3 Seller Financing Myths Debunked
Are you considering seller financing your home? If so, you have likely been told some misconceptions about seller financing. To help you gain a better understanding of seller financing, I’ve debunked some of the most common seller financing myths.
Myth #1: The Seller Must Own the Property Free and Clear
It’s true that having no existing debt on a property can be beneficial to the seller. However, it’s not a requirement for seller financing. In actuality, most seller-financed transactions have prior debt incurred by the seller. For sellers who did not completely pay off their mortgage prior to selling their home, the mortgage becomes known as a Wraparound Mortgage or All Inclusive Trust Deed. When a buyer purchases the property, he/she makes payments to the seller. Meanwhile, the seller must continue making payments to their lender.
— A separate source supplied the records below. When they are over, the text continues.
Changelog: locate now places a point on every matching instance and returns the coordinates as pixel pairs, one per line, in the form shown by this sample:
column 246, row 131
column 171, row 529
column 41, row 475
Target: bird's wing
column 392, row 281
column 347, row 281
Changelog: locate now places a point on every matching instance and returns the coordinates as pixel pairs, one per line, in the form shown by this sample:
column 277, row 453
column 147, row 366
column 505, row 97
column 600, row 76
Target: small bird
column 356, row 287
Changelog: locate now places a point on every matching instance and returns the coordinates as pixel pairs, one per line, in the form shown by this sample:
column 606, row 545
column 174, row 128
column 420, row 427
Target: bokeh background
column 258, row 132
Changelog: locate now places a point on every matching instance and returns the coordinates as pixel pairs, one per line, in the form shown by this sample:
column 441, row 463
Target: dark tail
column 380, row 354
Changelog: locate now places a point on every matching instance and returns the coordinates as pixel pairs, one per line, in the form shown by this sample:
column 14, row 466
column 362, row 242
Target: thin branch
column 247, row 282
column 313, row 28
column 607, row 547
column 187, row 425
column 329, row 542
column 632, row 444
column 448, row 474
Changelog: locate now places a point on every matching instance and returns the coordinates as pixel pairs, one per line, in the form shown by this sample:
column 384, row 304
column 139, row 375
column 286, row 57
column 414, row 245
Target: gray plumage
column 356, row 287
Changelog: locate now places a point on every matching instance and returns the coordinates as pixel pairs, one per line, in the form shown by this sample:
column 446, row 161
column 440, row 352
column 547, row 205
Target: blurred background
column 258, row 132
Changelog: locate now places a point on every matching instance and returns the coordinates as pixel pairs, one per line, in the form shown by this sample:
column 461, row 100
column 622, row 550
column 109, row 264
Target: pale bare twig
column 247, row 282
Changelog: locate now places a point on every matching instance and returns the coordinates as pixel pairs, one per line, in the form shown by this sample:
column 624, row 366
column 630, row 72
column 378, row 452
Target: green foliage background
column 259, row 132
Myth #2: The Seller Must Act as the Bank
With a seller-financed property, the seller acts as the bank and collects payments from the buyer. However, if the seller does not wish to assume the risk of acting as a bank, he/she can sell the mortgage note to a secondary loan acquisition firm that specializes in buying mortgage notes. By doing this, the borrower makes the payments on the loan to the note buying firm, and the firm assumes all the risk. Sellers will receive an ample return on their investment up front, which can be used to pay off a Wraparound Mortgage, purchase a new home or vehicle, pay unexpected medical bills, and so forth.
Myth #3: The Seller Can’t Get Cash at Closing
Here is another common misconception about seller financing. A seller can get cash at closing even if he/she finances the sale. Carrying a mortgage note is very flexible if the property is in a good equity position. By seller financing and creating a mortgage note, a seller can usually sell the property faster and then sell the note to a note buying firm for immediate cash.